Bütün bu laikçi babalanmalar,
Ankara'daki egemenliğini kaybetmiş bulunan Atlantik'in Öte Yanı'ndan destekli Statüko hesabına yapılan meydan okumalardır.
Eski Statüko kurumları,
laiklik kisvesi altında “güç gösterisi” yapıyorlar; ancak bu hareket çekmeler hiç kimseyi yanıltmasın…
Yargıtay,
Danıştay veya ÜAK'ın rektörlerini sahneye sürenler yani “perdenin arkasında son numaralarını sahneye koyan” Kaybedenler Takımı'nın “Türkiye'nin Yeni Gidişatı”nı tersine çevirme şansları kalmadı…
O “iyi saatte olsunlar” cenahı, gizli
iktidar gücünü kaybetmiş olduklarından dolayı çok arzu etseler de eskisi gibi
darbe yapamıyorlar!
“Ankara'daki
Washington” Yapılanması, bir nevi “Gizli Baronlar Konseyi” yok artık…
* * *
“Y-Muhtıra, D-Muhtıra, R-Muhtıra” vesaire bütün bu “güç gösterileri”nin hepsi aslında Statüko Kalıntıları'nın tükenmiş, yenilmiş, bitmiş olduklarının, fevkalade sıkıntı yaşadıklarının göstergesidir.
Geçen yıl “367 Hurafesi” ve 27
Nisan “Sanal” Muhtırası ile Abdullah Gül'ün Çankaya'ya çıkmasını engelleyemediler…
Devlet'in Millet'le barışma yoluna girmesi, “Eski Statüko'nun Bütün Adamları”nı çılgına çevirdi:
Mücadeleleri Bu Millet'e karşıdır…
Ülkeyi Millet'in yönetmesini hazmedemiyorlar.
Yargıtay Başkanlar Kurulu, “AKP hükümeti, bağımsız olmamızı hazmedemiyor” diye açıklama yaptı, ya…
Asıl ve de yaman soru şudur:
“Statüko”nun hesabına çalışanlar nasıl bağımsız olabilirler ki?
* * *
Hükümete her fırsatta meydan okuyan,
Anayasa Mahkemesi'nin kararlarını etkilemeye çalışan Eski Statüko yapıları Yargıtay, Danıştay, ÜAK vs. şimdiye kadar neden hiç Darbeci
Ergenekon çetesine karşı tek kelime dahi etmedi?
Danıştay-Ergenekon bağlantısı yüzde yüz netleşmişken, onlarca kesin kanıta rağmen; Ankara 11. Ağır
Ceza Mahkemesi neden böyle bir bağlantının olmadığına hükmetti?
Sarıkız ve
Ayışığı darbe yapılanmaları deşifre edildiği
Halde, Yargı neden sessiz kalmayı sürdürüyor, dersiniz?
Yargıtay,
Şemdinli Olayı'nda kimin yanındaydı?
Bu soruların bildik cevapları fevkalade manidardır!

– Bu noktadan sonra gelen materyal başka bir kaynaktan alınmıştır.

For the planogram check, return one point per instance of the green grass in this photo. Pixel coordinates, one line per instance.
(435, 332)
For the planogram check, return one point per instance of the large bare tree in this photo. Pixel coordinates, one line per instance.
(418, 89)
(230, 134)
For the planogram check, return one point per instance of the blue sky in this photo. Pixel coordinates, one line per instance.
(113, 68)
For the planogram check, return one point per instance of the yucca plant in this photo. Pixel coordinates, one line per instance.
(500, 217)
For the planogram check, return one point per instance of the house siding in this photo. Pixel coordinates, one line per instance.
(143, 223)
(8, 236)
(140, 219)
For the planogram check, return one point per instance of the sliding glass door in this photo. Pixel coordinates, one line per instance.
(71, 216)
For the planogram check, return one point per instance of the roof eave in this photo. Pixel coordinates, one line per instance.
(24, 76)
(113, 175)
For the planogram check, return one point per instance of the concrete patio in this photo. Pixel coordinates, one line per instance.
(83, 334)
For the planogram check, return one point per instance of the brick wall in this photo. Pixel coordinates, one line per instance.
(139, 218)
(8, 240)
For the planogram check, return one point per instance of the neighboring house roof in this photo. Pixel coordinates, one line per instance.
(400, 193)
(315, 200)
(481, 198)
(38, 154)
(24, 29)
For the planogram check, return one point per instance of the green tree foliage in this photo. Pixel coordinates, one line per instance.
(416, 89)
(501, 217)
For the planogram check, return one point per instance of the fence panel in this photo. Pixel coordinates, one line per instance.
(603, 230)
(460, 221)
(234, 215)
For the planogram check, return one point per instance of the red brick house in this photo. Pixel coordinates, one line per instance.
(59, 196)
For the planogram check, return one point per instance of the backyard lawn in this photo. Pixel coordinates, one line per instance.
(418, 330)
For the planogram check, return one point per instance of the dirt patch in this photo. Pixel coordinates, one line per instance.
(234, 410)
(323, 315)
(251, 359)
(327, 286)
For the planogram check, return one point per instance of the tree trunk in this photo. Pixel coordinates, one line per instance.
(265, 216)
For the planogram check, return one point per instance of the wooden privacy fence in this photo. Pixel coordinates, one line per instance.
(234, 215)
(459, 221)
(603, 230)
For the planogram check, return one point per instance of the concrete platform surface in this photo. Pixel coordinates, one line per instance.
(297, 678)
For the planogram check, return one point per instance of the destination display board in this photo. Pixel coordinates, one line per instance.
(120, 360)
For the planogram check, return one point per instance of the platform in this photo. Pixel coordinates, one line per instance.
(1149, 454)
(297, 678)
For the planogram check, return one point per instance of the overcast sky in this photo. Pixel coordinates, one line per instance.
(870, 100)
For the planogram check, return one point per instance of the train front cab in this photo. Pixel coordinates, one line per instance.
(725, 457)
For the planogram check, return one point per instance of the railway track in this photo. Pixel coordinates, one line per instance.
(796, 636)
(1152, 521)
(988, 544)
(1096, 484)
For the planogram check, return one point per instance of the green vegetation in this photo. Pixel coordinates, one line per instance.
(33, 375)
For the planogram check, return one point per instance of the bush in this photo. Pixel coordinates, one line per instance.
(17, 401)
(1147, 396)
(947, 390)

Yargıtay'ın, Danıştay'ın, ÜAK'ın dertlerinin laiklik olmadığı açıktır; rejim
tehlikesi paravanı altında Türkiye'yi germeye devam ediyorlar…
Ancak, ne yaparlarsa yapsınlar hiçbir şansları yok!
* * *
Sabih Kanadoğlu, Şener
Eruygur,
Vural Savaş,
Mümtaz Soysal yani “Mahşerin Dört Atlısı” AKP'ye karşı başlatılan yargı sürecinin bir nevi fitilini ateşleyen konuşmalar yapmışlardı…
18 Şubat'taki o panelde eski
tüfek cuntacı Mümtaz Soysal “Yargı üzerinden taarruza geçilmelidir” diyerek şöyle konuşmuştu:
“Büyük bir tehlike ile karşı karşıyayız, seferberlik başlatılmalıdır. Bunlarla vuruşacağız ve kazanacağız!”
Bakınız, “savaş jargonu” kullanan Soysal'ın “rejim tehlikesi” dediği hadise, gerçekte “Washington'ın Ankara'yı kaybetmiş olması”dır!
Dostu Eruygur Paşa, 2003-04 sezonunda Sarıkız ve Ayışığı kod adlı darbe girişimleri ile gidişatı geri çevirememişti…
“Darbeci” Soysal istediği kadar “Kazanacağız” desin:
“Statüko'nun Kalıntıları” kaybetmeye mahkum!